The technology developed by Columbia University researchers has moved closer to allowing users to use autonomous devices to cook whatever food they like, which can then be tailored for desired flavor, texture and shape.

The researchers achieved food-safe temperatures by using a blue laser to trace a spiraling path on meat, while an infrared laser was more efficient at browning the surface of the meat. Cooking patterns were also tested; a higher laser speed produced quicker initial temperature increases, while a single pass of the laser at a slower speed cooked the food at a slower rate.

Though the hardware and software is relatively low-tech, there isn’t yet sustainable support system, said the study’s authors.

“What we still don’t have is what we call ‘Food CAD,’ sort of the Photoshop of food. We need a high-level software that enables people who are not programmers or software developers to design the foods they want,” Lipson said. “And then we need a place where people can share digital recipes like we share music.”

For the study, published in npj Science of Food, chicken was put through a blender and then extruded through a nozzle by a 3D printer.

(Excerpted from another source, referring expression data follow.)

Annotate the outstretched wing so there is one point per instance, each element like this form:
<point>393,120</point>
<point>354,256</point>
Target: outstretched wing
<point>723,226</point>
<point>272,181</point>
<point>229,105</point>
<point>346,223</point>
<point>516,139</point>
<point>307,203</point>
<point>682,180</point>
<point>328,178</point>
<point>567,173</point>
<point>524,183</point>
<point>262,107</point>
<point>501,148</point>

The chicken samples were printed at a thickness of 3 millimeters on a testbed approximately 1-inch square. Scientists tested a range of parameters including cooking depth, moisture retention, flavor and color development while comparing the differences between laser-cooked and conventionally cooked food.

They showed that they could bring the chicken to a safe temperature and achieve desired browning, which imparts significant flavor. The study also showed that meat cooked with lasers shrinks 50 percent less than conventionally cooked meat, retains a similar flavor and doubles the moisture content.

One area where printing food had previously shown promise is for long-term space missions. In 2013, NASA awarded a $125,000 contract to develop 3D-printed food to extend food shelf life in space from five to 30 years.